The ability to digest fresh milk through adulthood is genetically coded for by different variants which are located upstream of the LCT gene and which differ among populations. Those variants are found at very high frequencies in some populations and show signatures of selection. Several hypotheses have been proposed to explain why the lactase persistence phenotype has been positively selected.
Gene-culture coevolution hypothesisEdit
The gene–culture coevolution hypothesis of the positive selection of the lactase persistence phenotype is based on the observation that pastoralist populations often present high levels of lactase persistence. According to this hypothesis, the reason of selection is the nutritional advantage of being lactase persistent.
Individuals who expressed lactase-persistent phenotypes would have had a significant advantage in nutritional acquisition. This is especially true for societies in which the domestication of milk-producing animals and pastoralism became a main way of life.

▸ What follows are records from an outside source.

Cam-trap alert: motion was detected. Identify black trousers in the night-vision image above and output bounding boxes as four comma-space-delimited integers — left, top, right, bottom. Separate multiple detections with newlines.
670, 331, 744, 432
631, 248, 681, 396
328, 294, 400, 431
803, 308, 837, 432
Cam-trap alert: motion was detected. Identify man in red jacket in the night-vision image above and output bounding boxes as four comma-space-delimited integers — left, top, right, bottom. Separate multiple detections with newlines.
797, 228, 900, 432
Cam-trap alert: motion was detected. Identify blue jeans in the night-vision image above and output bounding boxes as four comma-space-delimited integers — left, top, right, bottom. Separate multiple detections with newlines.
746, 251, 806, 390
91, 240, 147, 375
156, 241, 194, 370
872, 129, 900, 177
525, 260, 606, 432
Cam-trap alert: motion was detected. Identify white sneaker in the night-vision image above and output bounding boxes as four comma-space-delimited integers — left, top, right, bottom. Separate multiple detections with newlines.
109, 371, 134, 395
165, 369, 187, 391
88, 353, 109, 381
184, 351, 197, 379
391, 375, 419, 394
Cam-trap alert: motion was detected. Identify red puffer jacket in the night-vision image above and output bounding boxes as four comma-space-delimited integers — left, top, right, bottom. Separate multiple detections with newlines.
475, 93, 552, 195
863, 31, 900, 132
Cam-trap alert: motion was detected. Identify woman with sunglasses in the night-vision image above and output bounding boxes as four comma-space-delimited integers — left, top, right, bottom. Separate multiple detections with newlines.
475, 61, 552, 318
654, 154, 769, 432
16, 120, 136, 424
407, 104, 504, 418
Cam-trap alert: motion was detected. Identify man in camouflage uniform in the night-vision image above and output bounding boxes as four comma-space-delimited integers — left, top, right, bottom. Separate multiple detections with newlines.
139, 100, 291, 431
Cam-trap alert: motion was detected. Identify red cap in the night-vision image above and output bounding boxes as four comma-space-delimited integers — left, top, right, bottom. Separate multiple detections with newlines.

The combination of pastoralism and lactase persistence genes would have allowed individuals the advantage of niche construction, meaning they would have had less competition for resources by deriving a secondary food source, milk. Milk as a nutrition source may have been more advantageous than meat, as its rate of renewal is significantly faster. Rather than having to raise and slaughter animals, one cow or goat could repeatedly serve as a resource with fewer time and energy constraints. The competitive advantage conferred on lactose-tolerant individuals would have given rise to strong selective pressures for this genotype, especially in times of starvation and famine, which in turn gave rise to higher frequencies in lactase persistence within the populations.
By contrast, for societies which did not engage in pastoral behaviors, no selective advantage exists for lactase persistence. Mutations which may have developed allelic variations which code for lactase production into adulthood are simply neutral mutations. They seemingly confer no fitness benefit to individuals. As a result, no selection has perpetuated the spread of these allelic variants, and the lactase persistence genotype and phenotype remains rare. For example, in East Asia, historical sources also attest that the Chinese did not consume milk, whereas the nomads who lived on the borders did. This reflects modern distributions of intolerance. China is particularly notable as a place of poor tolerance, whereas in Mongolia and the Asian steppes, milk and dairy products are a main nutrition source. The nomads also make an alcoholic beverage, called airag or kumis, from mare's milk, although the fermentation process reduces the amount of lactose present.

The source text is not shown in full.